THE bid for the Tory leadership moved into top gear yesterday, when the former secretary of state for Wales, Mr William Hague, and Mr Stephen Dorrell, the former health secretary, formally entered the race.
Their declarations brought the total number of contenders to replace Mr John Major to six, including the former chancellor, Mr Kenneth Clarke, the 1995 leadership challenger, Mr John Redwood, the former home secretary, Mr Michael Howard, and the former social security secretary, Mr Peter Lilley. Mr Lilley yesterday won the official backing of the former education and employment secretary, Ms Gillian Shephard.
All of the candidates have spoken of the need for party unity and a message directed at voters which needed to put victory for the Conservatives within reach at the next general election.
It was a theme echoed by Mr Major after he held the first shadow cabinet of the new parliament.
Mr Major said it was his priority to see the election of a new Conservative leader as soon as possible "behind whom the whole party can unite". He ruled out any new opposition front bench appointments because, he said, they "would inevitably limit the freedom of manoeuvre of my successor". Mr Major himself will take overall responsibility for foreign affairs and defence issues while the surviving former cabinet members will retain responsibility for the portfolios they held in government.
But the leadership question is set to dominate the agenda for the next few weeks and Mr Hague (36) officially launched his campaign calling for a "fresh start", beginning with a rethink on how the party needed to change.

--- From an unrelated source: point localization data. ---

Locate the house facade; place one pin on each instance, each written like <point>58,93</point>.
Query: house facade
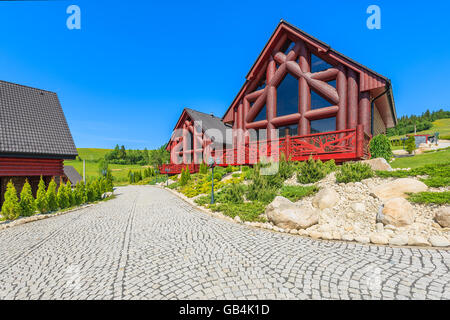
<point>34,137</point>
<point>300,93</point>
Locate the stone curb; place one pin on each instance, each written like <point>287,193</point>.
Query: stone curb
<point>363,241</point>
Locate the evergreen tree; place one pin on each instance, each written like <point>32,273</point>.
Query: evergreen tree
<point>10,207</point>
<point>52,201</point>
<point>26,203</point>
<point>41,198</point>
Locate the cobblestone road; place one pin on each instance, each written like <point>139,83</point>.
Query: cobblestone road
<point>148,244</point>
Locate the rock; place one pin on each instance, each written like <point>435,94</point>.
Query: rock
<point>286,214</point>
<point>379,238</point>
<point>378,164</point>
<point>398,212</point>
<point>362,239</point>
<point>325,198</point>
<point>398,188</point>
<point>358,207</point>
<point>347,237</point>
<point>418,241</point>
<point>379,227</point>
<point>443,217</point>
<point>439,241</point>
<point>400,240</point>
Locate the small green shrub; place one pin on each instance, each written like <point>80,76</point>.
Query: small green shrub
<point>10,207</point>
<point>41,199</point>
<point>295,193</point>
<point>26,203</point>
<point>353,172</point>
<point>410,144</point>
<point>380,147</point>
<point>430,197</point>
<point>52,200</point>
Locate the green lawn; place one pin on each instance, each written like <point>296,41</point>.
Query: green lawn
<point>422,159</point>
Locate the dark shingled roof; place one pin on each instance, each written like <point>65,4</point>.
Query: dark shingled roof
<point>72,174</point>
<point>32,123</point>
<point>209,121</point>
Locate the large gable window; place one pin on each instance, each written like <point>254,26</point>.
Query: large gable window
<point>318,64</point>
<point>287,96</point>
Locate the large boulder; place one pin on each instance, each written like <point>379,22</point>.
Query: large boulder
<point>379,164</point>
<point>286,214</point>
<point>399,188</point>
<point>443,217</point>
<point>397,212</point>
<point>325,198</point>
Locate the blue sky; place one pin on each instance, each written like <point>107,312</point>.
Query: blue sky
<point>134,65</point>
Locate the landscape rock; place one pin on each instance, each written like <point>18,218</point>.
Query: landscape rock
<point>399,188</point>
<point>400,240</point>
<point>398,212</point>
<point>443,217</point>
<point>379,164</point>
<point>418,241</point>
<point>286,214</point>
<point>325,198</point>
<point>439,241</point>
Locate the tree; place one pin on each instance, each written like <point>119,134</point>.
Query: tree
<point>41,198</point>
<point>11,208</point>
<point>52,201</point>
<point>26,203</point>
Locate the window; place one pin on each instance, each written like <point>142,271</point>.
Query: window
<point>323,125</point>
<point>318,64</point>
<point>287,96</point>
<point>291,130</point>
<point>261,115</point>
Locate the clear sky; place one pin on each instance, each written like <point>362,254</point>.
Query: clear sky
<point>134,65</point>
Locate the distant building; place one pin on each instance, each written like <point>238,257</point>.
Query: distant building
<point>319,103</point>
<point>34,137</point>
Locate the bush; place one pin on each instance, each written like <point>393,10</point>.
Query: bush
<point>63,201</point>
<point>380,147</point>
<point>353,172</point>
<point>10,207</point>
<point>41,198</point>
<point>26,203</point>
<point>52,201</point>
<point>431,197</point>
<point>410,144</point>
<point>312,171</point>
<point>295,193</point>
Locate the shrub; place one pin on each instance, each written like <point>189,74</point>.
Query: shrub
<point>41,198</point>
<point>26,203</point>
<point>410,144</point>
<point>353,172</point>
<point>311,171</point>
<point>380,147</point>
<point>295,193</point>
<point>52,201</point>
<point>63,201</point>
<point>431,197</point>
<point>10,207</point>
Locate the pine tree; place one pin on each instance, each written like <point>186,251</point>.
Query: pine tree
<point>62,196</point>
<point>11,208</point>
<point>52,201</point>
<point>41,198</point>
<point>26,203</point>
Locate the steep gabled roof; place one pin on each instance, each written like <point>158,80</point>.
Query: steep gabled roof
<point>32,123</point>
<point>369,79</point>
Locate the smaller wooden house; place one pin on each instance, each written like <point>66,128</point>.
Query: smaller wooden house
<point>34,137</point>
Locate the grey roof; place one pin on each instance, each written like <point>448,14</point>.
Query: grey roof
<point>72,174</point>
<point>209,121</point>
<point>32,123</point>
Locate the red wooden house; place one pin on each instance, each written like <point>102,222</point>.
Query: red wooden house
<point>34,136</point>
<point>303,95</point>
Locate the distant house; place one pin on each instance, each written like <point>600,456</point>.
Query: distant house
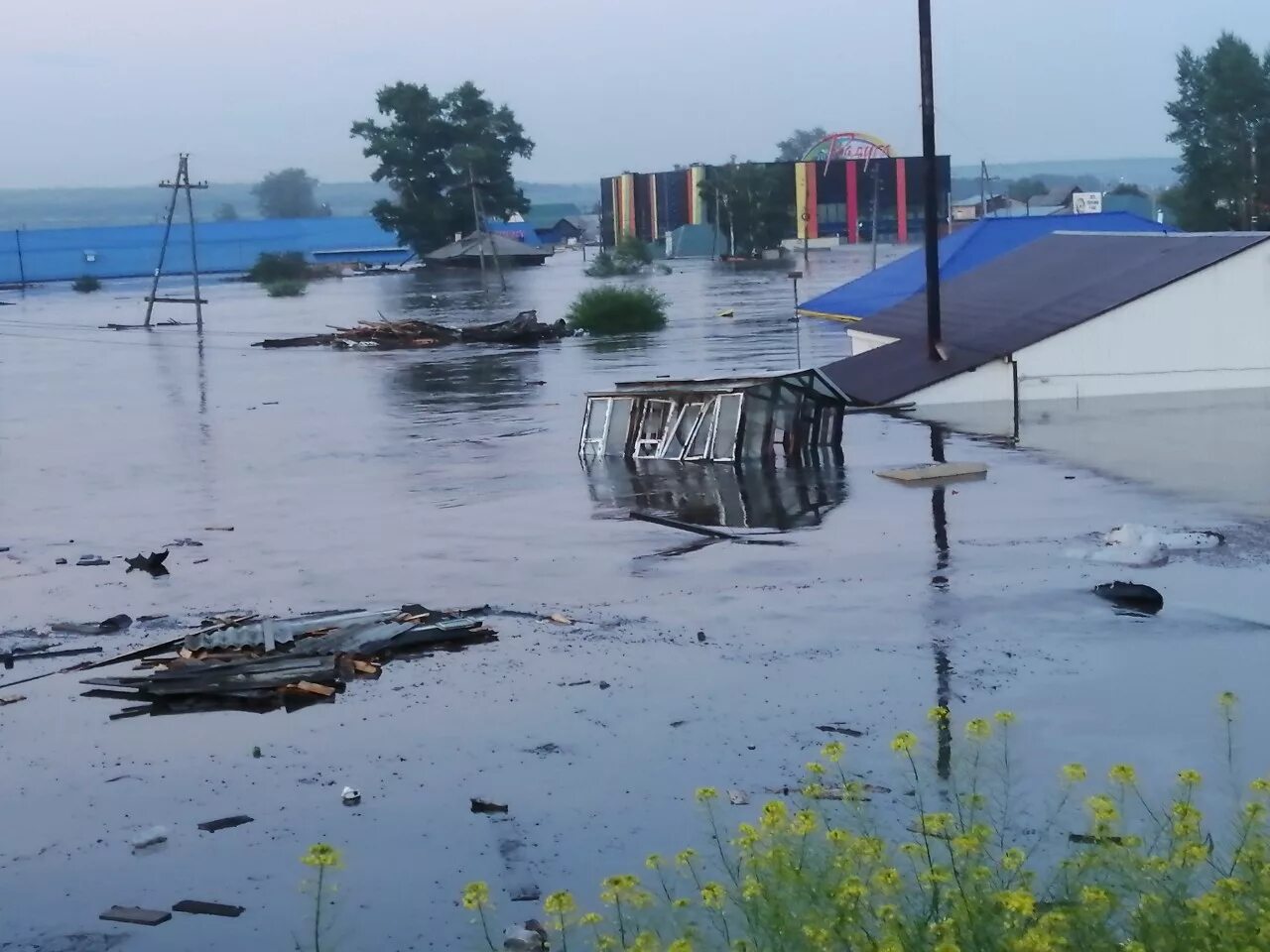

He said, however, that the Tories must not abandon their basic principles.
Standing on a podium in the modern and spacious Atrium restaurant at the heart of the political broadcasters' Westminster base in Millbank, Mr Hague said he was not planning "to do a Peter Mandelson", but he did want to modernise the party's method of communicating with the public.
Mr Dorrell launched his bid with a call to the party to look to the next general election. Posing for news photographers with his supporters outside his campaign headquarters in a sunny mews street near Victoria station, Mr Dorrell said he did not intend to "knock" any of his rivals.
"The party has to look at the issues it faces and to look at the different personalities that are offering themselves and ask themselves simply: which of these contenders is best placed to unite the party and then to secure the support of the electorate in the general election in 2002?" he said.